In 1908, Sen. Robert La Follette (R-Wis.) carried on a filibuster over a currency bill. For nourishment, he relied on glasses of milk and eggs, supplied by the Senate Restaurant. His filibuster was cut short by food poisoning. Louisiana’s Huey Long managed 15-1/2 hours including recipes for oysters and notes on the life of Frederick the Great. Strom Thurmond (at the time D-S.C.) set the record at 24 hours and 18 minutes. On Nov. 19, 2003, Harry Reid (yes, that Harry Reid) discussed on the virtues of wooden matches and read chapters from his own book about his hometown, Searchlight: the Camp that Didn’t Fail. Sen. Reid only lasted 9 hours.

The filibuster is not all bad. In 2005, former New York Gov. Mario Cuomo called the filibuster “a vital part of the 200-year-old system of checks and balances in the Senate.” It’s a legitimate protection for minorities, and, during the Bush administration, it was sometimes reassuring to know that bills which had passed the House would be blocked by the more deliberative Senate. The distinction is that under the current system, all a Senator has to do is say “I plan to filibuster” and the bill is as good as filibustered — practically it is filibustered — and if it is filibustered, why not say so? Given the record of consistency of most politicians, it’s not clear that a threat to filibuster should be accepted at face value, but that has become the general practice.

Whether rules that permit a lone senator to block a bill or a judicial nomination are good or bad depend on whether your side is in the majority. Still, UCLA Professor Barbara Sinclair, in Congress Reconsidered, 9th ed. (L.C. Dodd and B.I. Oppenheimer, eds., CQ Press, 2009) in the 1960s, “extended-debate-related problems” — threatened or actual filibusters — affected only 8% of major legislation. By the 1980s, that had risen to 27%. But, since 2006, when the Democrats regained the congressional majority, the total is up to 70%. At that rate, Motherhood might get through the Senate, but a vote on apple pie could be held up over whether it should have a crumb topping or a lattice crust.

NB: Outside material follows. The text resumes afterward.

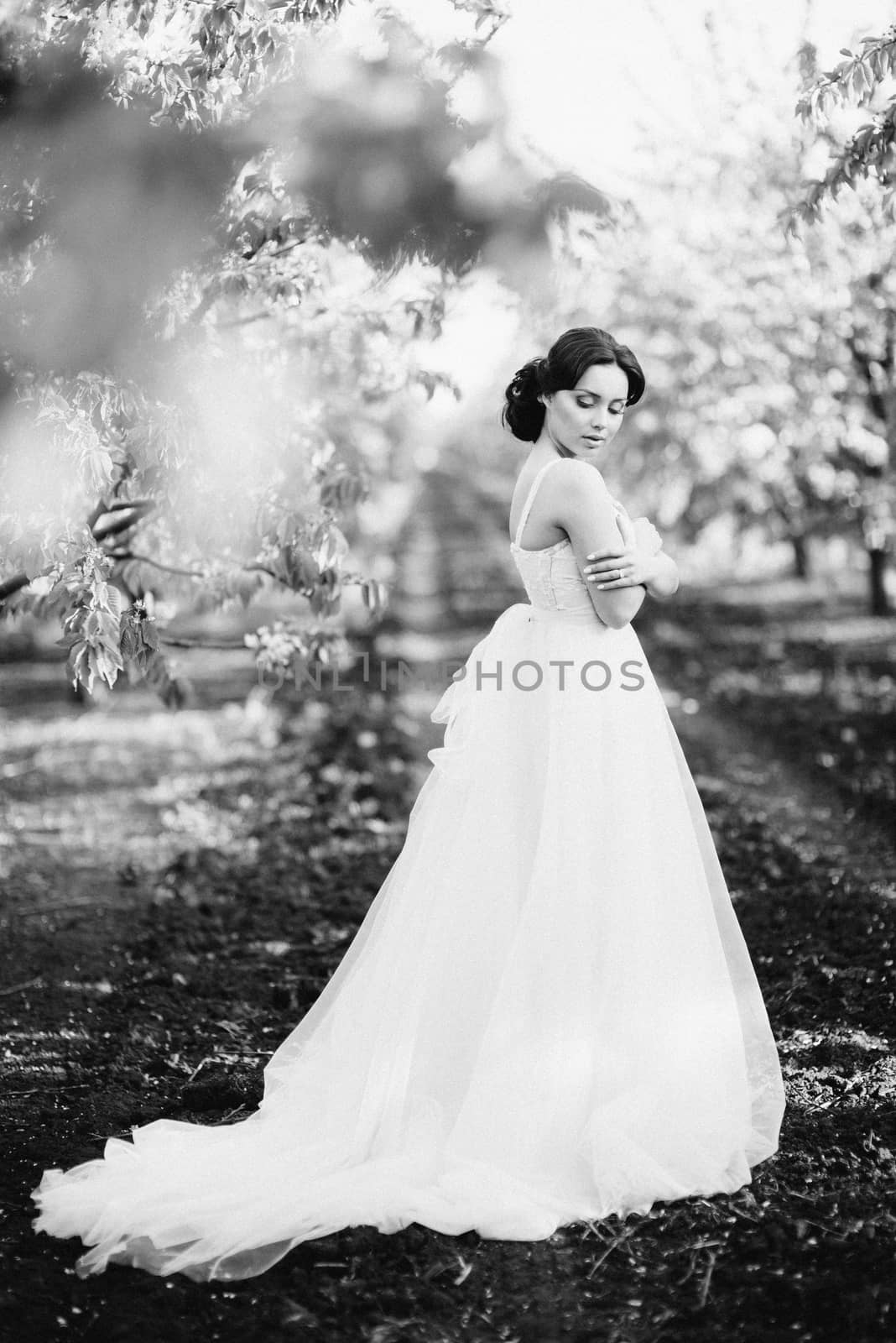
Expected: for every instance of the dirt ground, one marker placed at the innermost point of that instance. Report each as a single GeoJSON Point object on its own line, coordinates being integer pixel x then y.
{"type": "Point", "coordinates": [175, 892]}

Until 1917, there was no way to end a Senate debate, but that year, a debate over the arming of merchant ships led to an agreement that a two-thirds vote would block discussion. Two-thirds was asking too much and in 1975, the rule was changed to three-fifths, or the current 60 votes. At the time, the rule change was supported by liberal Democrats and the now near- extinct species, moderate Republicans. Again, whether the ability to block legislation is good or bad depends on the results of the last election.

One possible approach to preserving the rights of the minority without the current abuses would be to go back to the original form, allow the filibuster, but discard the Gilbertian agreement that a threatened filibuster counts as the real thing. Any senator can block a vote, but has to do it actively, with C-SPAN covering the entire event. Making a filibuster that much less convenient might make it a bit less common, and offer more transparency into government. The homage to Sir William S. Gilbert is appreciated, but unlike the Savoy Operas, what we have now really isn’t funny.

Sam Uretsky is a writer and pharmacist living on Long Island, N.Y.